In 2020 a pandemic began to spread across the globe.  Incredibly contagious as well as incredibly deadly, measures were put into place to protect people from this illness.

 In the United States, this quickly became politicized.  At first with people denying the virus.  Then with strongly felt arguments for and against lockdowns, masks and vaccines.  What should have been a time of coming together to decide on the best public health policies quickly turned into blaming and recriminations on both sides.

 And what got lost in all of this was the incredible number of people who died.  In the 3 years that the virus ripped across the country,

1,163,040 Americans died from Covid. 

 This piece is being created to mourn those deaths.  Mothers, fathers, sisters, brothers, sons, daughters, friends and relatives lost someone.  We as a nation need to remember this vast number of our fellow citizens who are no longer with us.

 I also wanted people to be able to visual this number.  So, I began to make small pieces.  Each one to represent a person who had died.  I quickly realized I could not make all 1,163,040 pieces.  So, I decided to show 1% of those deaths.  To ask viewers to image that we had 100 more pieces like this to truly show the total number of deaths.

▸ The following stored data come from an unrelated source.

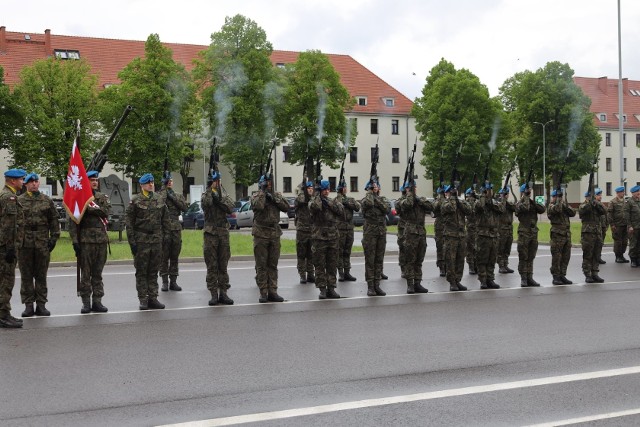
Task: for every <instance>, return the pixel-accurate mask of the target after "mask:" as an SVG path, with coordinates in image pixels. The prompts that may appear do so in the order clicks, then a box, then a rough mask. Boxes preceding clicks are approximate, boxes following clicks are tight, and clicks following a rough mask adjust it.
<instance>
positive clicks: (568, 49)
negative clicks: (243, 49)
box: [0, 0, 640, 100]
mask: <svg viewBox="0 0 640 427" xmlns="http://www.w3.org/2000/svg"><path fill="white" fill-rule="evenodd" d="M620 3H621V10H622V71H623V77H629V79H631V80H640V55H637V53H636V51H637V46H638V41H640V1H637V0H633V1H632V0H620ZM26 4H28V9H27V7H26ZM0 5H1V9H0V10H1V11H2V12H1V13H0V25H4V26H6V27H7V31H16V32H25V33H28V32H31V33H42V32H44V30H45V29H47V28H48V29H51V32H52V33H53V34H61V35H74V36H90V37H104V38H118V39H127V40H146V38H147V37H148V36H149V34H151V33H158V34H159V35H160V39H161V40H162V41H163V42H174V43H189V44H200V45H208V44H209V43H210V41H211V40H210V36H211V33H214V32H217V31H219V30H220V28H221V27H222V25H223V24H224V18H225V17H226V16H233V15H236V14H241V15H244V16H246V17H248V18H250V19H252V20H254V21H256V22H257V24H258V25H259V26H260V27H262V28H263V29H264V30H265V32H266V33H267V38H268V39H269V41H270V42H271V43H272V44H273V47H274V49H277V50H293V51H305V50H309V49H319V50H321V51H322V52H325V53H338V54H346V55H350V56H351V57H353V58H354V59H355V60H357V61H358V62H360V63H361V64H362V65H364V66H365V67H367V68H368V69H370V70H371V71H373V72H374V73H376V74H377V75H378V76H379V77H381V78H382V79H383V80H385V81H386V82H387V83H389V84H391V85H392V86H393V87H395V88H396V89H398V90H399V91H400V92H402V93H403V94H405V95H406V96H407V97H409V98H410V99H412V100H413V99H414V98H415V97H417V96H419V95H420V91H421V89H422V87H423V86H424V82H425V78H426V76H427V75H428V73H429V70H430V69H431V68H432V67H433V66H434V65H436V64H437V63H438V62H439V61H440V59H441V58H445V59H446V60H448V61H449V62H452V63H453V64H454V66H455V67H456V68H457V69H460V68H467V69H468V70H470V71H471V72H472V73H474V74H475V75H476V76H478V77H479V78H480V81H481V82H482V83H483V84H485V85H486V86H487V88H488V89H489V92H490V93H491V95H498V90H499V87H500V85H502V83H503V82H504V81H505V80H506V79H507V78H509V77H510V76H512V75H513V74H514V73H516V72H519V71H523V70H532V71H534V70H536V69H538V68H540V67H543V66H544V65H545V64H546V63H547V62H549V61H560V62H563V63H568V64H569V65H570V66H571V67H572V68H573V69H574V71H575V73H576V75H577V76H582V77H602V76H608V77H609V78H618V9H617V5H618V2H617V1H616V0H598V1H596V0H478V1H476V0H448V1H443V0H439V1H435V0H394V1H388V0H386V1H385V0H244V1H243V0H226V1H219V0H209V1H207V0H183V1H180V2H175V1H172V2H168V1H165V0H110V1H105V2H94V1H87V0H82V1H75V0H67V1H65V0H60V1H55V2H52V1H50V0H46V1H45V0H26V1H25V0H2V1H1V3H0ZM414 73H415V74H414Z"/></svg>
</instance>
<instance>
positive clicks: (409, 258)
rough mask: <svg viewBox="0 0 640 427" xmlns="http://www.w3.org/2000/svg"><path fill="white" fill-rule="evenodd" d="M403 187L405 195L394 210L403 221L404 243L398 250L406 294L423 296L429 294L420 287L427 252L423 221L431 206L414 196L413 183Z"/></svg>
mask: <svg viewBox="0 0 640 427" xmlns="http://www.w3.org/2000/svg"><path fill="white" fill-rule="evenodd" d="M403 187H404V191H405V195H404V196H403V197H401V198H400V199H399V200H398V201H397V202H396V208H398V210H399V212H400V218H401V219H402V220H403V221H404V234H403V240H404V242H403V245H402V247H401V248H400V250H401V251H403V252H404V262H405V269H404V275H405V278H406V280H407V293H408V294H413V293H419V294H423V293H427V292H429V291H428V290H427V288H425V287H423V286H422V262H423V261H424V255H425V253H426V251H427V233H426V230H425V227H424V220H425V217H426V216H427V214H428V213H431V212H433V204H432V203H431V202H430V201H428V200H427V199H426V198H424V197H420V196H418V195H417V194H416V190H417V187H416V186H415V182H405V183H404V185H403Z"/></svg>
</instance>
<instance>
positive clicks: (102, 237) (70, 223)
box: [69, 191, 111, 243]
mask: <svg viewBox="0 0 640 427" xmlns="http://www.w3.org/2000/svg"><path fill="white" fill-rule="evenodd" d="M93 202H94V203H93V204H92V205H95V206H87V210H85V211H84V215H83V216H82V221H80V224H79V225H78V226H76V224H75V223H74V222H70V223H69V235H70V236H71V241H72V242H73V243H79V242H82V243H108V242H109V235H108V234H107V225H106V224H105V222H106V221H107V219H108V218H109V212H110V211H111V203H110V202H109V198H108V197H107V195H106V194H103V193H100V192H99V191H94V192H93ZM103 221H105V222H103ZM78 232H79V233H80V235H78Z"/></svg>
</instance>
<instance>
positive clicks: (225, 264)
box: [202, 231, 231, 294]
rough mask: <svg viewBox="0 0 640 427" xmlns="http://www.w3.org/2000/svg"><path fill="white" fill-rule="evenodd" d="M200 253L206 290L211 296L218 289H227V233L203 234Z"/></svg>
mask: <svg viewBox="0 0 640 427" xmlns="http://www.w3.org/2000/svg"><path fill="white" fill-rule="evenodd" d="M202 252H203V253H204V262H205V264H206V265H207V278H206V281H207V289H208V290H209V291H210V292H211V293H212V294H213V292H216V291H217V290H218V289H222V290H226V289H229V287H230V285H229V272H228V271H227V266H228V265H229V258H231V249H230V247H229V232H228V231H227V232H226V234H224V233H222V234H218V235H213V234H209V233H204V243H203V245H202Z"/></svg>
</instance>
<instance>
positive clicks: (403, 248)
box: [400, 233, 427, 281]
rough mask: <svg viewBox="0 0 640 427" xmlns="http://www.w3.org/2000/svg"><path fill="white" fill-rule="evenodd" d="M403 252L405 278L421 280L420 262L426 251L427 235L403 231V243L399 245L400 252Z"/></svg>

 I am in the process of attaching these small pieces to a large piece of fabric.  I estimate when it is complete, it will be 30 foot long. It is currently half done.

Little Black Dress

In 2014, the United States Supreme Court ruled that requiring family-owned corporations to pay for insurance coverage for contraception under the Affordable Care Act violated a federal law protecting religious freedom.  The suit was brought to the Court by the Green family, owners of the Hobby Lobby craft stores.  The result being that they were not required to offer their employees some forms of birth control if they felt this violated their religious freedom. The ruling felt like one more attack on a woman’s access to reproductive choice.

The arrows in this piece are made up of the actual Supreme Court ruling.

I was not put on this Earth to be invisible.

Millions of girls all over the world do not receive the same advantages as boys.  They are denied access to education, forced into marriage as children, victims of sexual assault, less access to food and water than their male counterparts, etc.  And in many places around the world, they have little recourse to change this.  These girls feel invisible.  Not valued by their societies.  What must it be like to look at the images…or lack of images…of the women who came before you?

In each of these frames we see a faint, silhouette of a woman.  An image of a person who is there but not there.

In the next war…

A game-show like wall displays letters ala Wheel of Fortune. The words are almost spelled out, but not quite. Yet their meaning is clear.

On either side of the wall are cut outs of soldier-like images saluting. Anyone standing in front of these images will be reflected into the image.